Technically, this is "buttermilk" - the milk left over from churning butter.
Of course, this is sweet buttermilk, so it won't really work for most recipes calling for buttermilk (they assume the cultured version, which is acidic, and has that purpose in recipes).
For sweet buttermilk, you can just drink it. You can use it in cooking, much like milk - perhaps closer to skimmed milk, since much of the fat (butter) has been removed. You could maybe make cheese with it, if you want, though it will be a lower fat cheese.
You can take your chances making cultured buttermilk the old fashioned way (leave it until it's "soured"), if you don't mind the risk.
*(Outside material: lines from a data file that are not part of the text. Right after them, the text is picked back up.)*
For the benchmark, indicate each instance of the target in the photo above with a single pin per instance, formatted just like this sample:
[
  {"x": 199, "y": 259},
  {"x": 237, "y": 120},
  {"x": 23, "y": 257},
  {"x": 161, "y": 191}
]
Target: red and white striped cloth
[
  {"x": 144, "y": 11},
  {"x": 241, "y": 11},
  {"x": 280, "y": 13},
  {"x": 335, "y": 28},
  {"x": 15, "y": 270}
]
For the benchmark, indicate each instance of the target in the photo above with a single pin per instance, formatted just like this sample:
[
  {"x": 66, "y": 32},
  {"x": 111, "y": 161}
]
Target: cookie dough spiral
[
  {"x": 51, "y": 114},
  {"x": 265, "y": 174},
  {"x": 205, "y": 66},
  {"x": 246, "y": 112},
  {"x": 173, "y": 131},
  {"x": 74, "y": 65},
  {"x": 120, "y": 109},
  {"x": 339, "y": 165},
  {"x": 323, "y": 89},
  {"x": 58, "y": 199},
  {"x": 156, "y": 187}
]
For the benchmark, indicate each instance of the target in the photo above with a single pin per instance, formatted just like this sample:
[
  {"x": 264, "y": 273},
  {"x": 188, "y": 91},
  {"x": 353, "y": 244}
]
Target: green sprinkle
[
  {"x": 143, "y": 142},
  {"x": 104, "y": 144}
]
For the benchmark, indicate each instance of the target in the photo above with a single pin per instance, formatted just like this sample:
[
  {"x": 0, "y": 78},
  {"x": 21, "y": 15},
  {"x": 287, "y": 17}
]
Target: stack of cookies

You can culture your own buttermilk - I've had success taking regular store bought buttermilk, and adding a glug of that to milk to culture it (or pouring milk into the freshly emptied bottle and letting it sit), or else you can find the actual culture used (look for places with cheesemaking cultures as a starting point and refine your search from there). The last may only be worthwhile if you're planning to make buttermilk regularly, otherwise it's a lot of effort for a one-time product.